Coplanar face merging - OPTIMIZED!

onimatrix · **Joined:** Wed Dec 08, 2010 5:54 am **Posts:** 27

Hi!

I made a coplanar face merging function that takes your favorite cubic extracted mesh and simplifies it leaving an average of 17% of the poly count.

This helps a lot both when rendering and when serializing the mesh to a file (So the mesh extractor doesn't slow things down).

As examples, I have this pics to show you:

This mesh here was composed of 3120 triangles, now it's made of 501 quads. (16% ratio)

This other mesh was composed of 5274 triangles, now it's made of 947 quads. (17% ratio)

I know that comparing tris with quads is unfair, but it's still a great way to minimize game data (And lighting fast, 2 seconds to merge 5000 quads).

Well, here's the code for you all =D
Please note that, while you'll still be using the vertex data in the surface mesh, the indices are now filling a vector<Quad>.
Also, I'm using PositionMaterialNormal vertexType.
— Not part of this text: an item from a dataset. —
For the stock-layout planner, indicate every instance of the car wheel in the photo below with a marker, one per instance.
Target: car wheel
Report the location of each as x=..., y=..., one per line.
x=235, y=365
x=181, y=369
Sorry

DoCoplanarMerge returns the number of successful merging operations done in that pass. I call it until no more merging can be done

.h

Code:

struct Quad
{
   uint32_t s_idx[4];
};

vector<Quad>      c_quads;

void OptimizeMesh(void);
int DoCoplanarMerge(void);

.cpp

Code:

   void PolyvoxModel::OptimizeMesh(void){
      
      const vector<uint32_t>& vecIndices = c_surfaceMesh->getIndices();
      const vector<PolyVox::PositionMaterialNormal>& vecVertices = c_surfaceMesh->getVertices();

      // FOR EVERY TWO TRIS, MAKE A QUAD
      for(uint32_t l_triWalk = 0; l_triWalk < vecIndices.size(); l_triWalk += 6)
      {
         uint32_t l_triA = l_triWalk;
         uint32_t l_triB = l_triWalk + 3;

         if ((vecIndices[l_triA + 1] == vecIndices[l_triB]) &&
            (vecIndices[l_triA + 2] == vecIndices[l_triB + 2]))
         {
            Quad l_newQuad;

            l_newQuad.s_idx[0] = vecIndices[l_triA];
            l_newQuad.s_idx[1] = vecIndices[l_triA + 1];
            l_newQuad.s_idx[2] = vecIndices[l_triB + 1];
            l_newQuad.s_idx[3] = vecIndices[l_triA + 2];

            c_quads.push_back(l_newQuad);
         }
         else if (   (vecIndices[l_triA + 1] == vecIndices[l_triB + 1]) &&
                  (vecIndices[l_triA + 2] == vecIndices[l_triB]))
         {
            Quad l_newQuad;

            l_newQuad.s_idx[0] = vecIndices[l_triA];
            l_newQuad.s_idx[1] = vecIndices[l_triA + 1];
            l_newQuad.s_idx[2] = vecIndices[l_triB + 2];
            l_newQuad.s_idx[3] = vecIndices[l_triA + 2];

            c_quads.push_back(l_newQuad);
         }
      }

      int l_totalMerges = 0;
      int l_passMerges = 0;
      do{
         l_passMerges = DoCoplanarMerge();
         l_totalMerges += l_passMerges;
      } while(l_passMerges);

      PrepareOptimizedDisplayList();
   }

int PolyvoxModel::DoCoplanarMerge(void){

      const vector<PolyVox::PositionMaterialNormal>& vecVertices = c_surfaceMesh->getVertices();

      // MERGE ADYACENT QUADS
      vector<Quad> l_quadsByPlane[6];
      enum{
         eUp, eDown, eLeft, eRight, eForward, eBackward, ePlaneCount
      };

      for (int l_quadWalk = 0; l_quadWalk < c_quads.size(); l_quadWalk++){

         PolyVox::Vector3DFloat l_normal = vecVertices[c_quads[l_quadWalk].s_idx[0]].getNormal();

         if (l_normal.getX() == 1)      l_quadsByPlane[eRight].push_back(c_quads[l_quadWalk]);
         else if (l_normal.getX() == -1) l_quadsByPlane[eLeft].push_back(c_quads[l_quadWalk]);
         else if (l_normal.getY() == 1)   l_quadsByPlane[eUp].push_back(c_quads[l_quadWalk]);
         else if (l_normal.getY() == -1) l_quadsByPlane[eDown].push_back(c_quads[l_quadWalk]);
         else if (l_normal.getZ() == 1)   l_quadsByPlane[eForward].push_back(c_quads[l_quadWalk]);
         else if (l_normal.getZ() == -1) l_quadsByPlane[eBackward].push_back(c_quads[l_quadWalk]);
      }

      c_quads.clear();

      // CHECK IF ANY TWO QUADS SHARE TWO VERTICES, MERGE THEM!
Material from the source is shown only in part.